The U.S. Supreme Court on Tuesday correctly struck a blow for transparency in campaign finance, letting stand a trial court judge’s ruling requiring some nonprofit groups to disclose donors’ names. The court’s order, issued without comment and without listing any dissenting votes, overturned a stay issued Saturday by Chief Justice John Roberts.

The ruling allows these groups to continue spending unlimited amounts of money on political ads. It just means they must reveal who gave them the money.

The case started six years ago when Citizens for Responsibility and Ethics in Washington, a campaign-finance-reform group, filed a complaint with the Federal Elections Commission alleging the conservative group Crossroads GPS was violating federal law by keeping donors secret. The FEC deadlocked on whether to investigate, so CREW sued the FEC. Last month, Beryl Howell, chief judge of the U.S. District Court in Washington, D.C., ordered nonprofit groups to disclose their donors’ identities. Crossroads GPS is appealing, arguing that disclosure will have a “chilling effect” on free speech.
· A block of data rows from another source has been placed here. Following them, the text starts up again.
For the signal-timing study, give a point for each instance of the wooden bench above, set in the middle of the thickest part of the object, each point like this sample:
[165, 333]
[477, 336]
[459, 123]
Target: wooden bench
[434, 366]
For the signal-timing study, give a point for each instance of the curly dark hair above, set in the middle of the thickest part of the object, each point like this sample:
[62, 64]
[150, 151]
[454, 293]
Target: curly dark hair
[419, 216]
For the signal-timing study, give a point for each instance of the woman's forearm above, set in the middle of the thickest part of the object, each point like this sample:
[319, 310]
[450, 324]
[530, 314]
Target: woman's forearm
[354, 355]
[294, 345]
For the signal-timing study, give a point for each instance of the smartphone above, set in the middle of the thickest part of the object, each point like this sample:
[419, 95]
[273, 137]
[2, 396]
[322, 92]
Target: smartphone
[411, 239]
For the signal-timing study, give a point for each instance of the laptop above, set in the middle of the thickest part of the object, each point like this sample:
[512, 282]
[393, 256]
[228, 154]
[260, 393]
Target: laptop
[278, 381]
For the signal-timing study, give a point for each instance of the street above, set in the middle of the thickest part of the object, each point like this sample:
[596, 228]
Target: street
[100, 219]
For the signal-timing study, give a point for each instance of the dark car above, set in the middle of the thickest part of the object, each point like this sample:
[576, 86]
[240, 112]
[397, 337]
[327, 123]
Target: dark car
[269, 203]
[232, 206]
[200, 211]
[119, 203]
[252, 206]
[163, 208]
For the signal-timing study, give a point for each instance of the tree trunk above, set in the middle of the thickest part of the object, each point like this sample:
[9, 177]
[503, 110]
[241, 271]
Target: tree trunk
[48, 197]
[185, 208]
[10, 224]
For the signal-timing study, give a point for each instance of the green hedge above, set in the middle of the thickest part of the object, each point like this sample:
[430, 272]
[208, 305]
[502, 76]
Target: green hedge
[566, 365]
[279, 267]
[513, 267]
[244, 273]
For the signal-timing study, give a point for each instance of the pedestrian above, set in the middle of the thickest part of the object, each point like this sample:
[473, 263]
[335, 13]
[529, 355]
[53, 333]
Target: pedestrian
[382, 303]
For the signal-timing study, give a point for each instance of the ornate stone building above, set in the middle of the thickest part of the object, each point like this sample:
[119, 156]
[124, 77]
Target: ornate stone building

The president of a group advocating campaign finance deregulation predicted some groups would choose “silence rather than speech” to avoid upsetting donors who thought they would remain anonymous.

Horrors.

If the First Amendment means we must allow interest groups to spend unlimited amounts of money to influence voters — as the Supreme Court has ruled — then voters should know where that money came from so they can evaluate the messages it pays for. In other words, donors should have to put their names where their money is.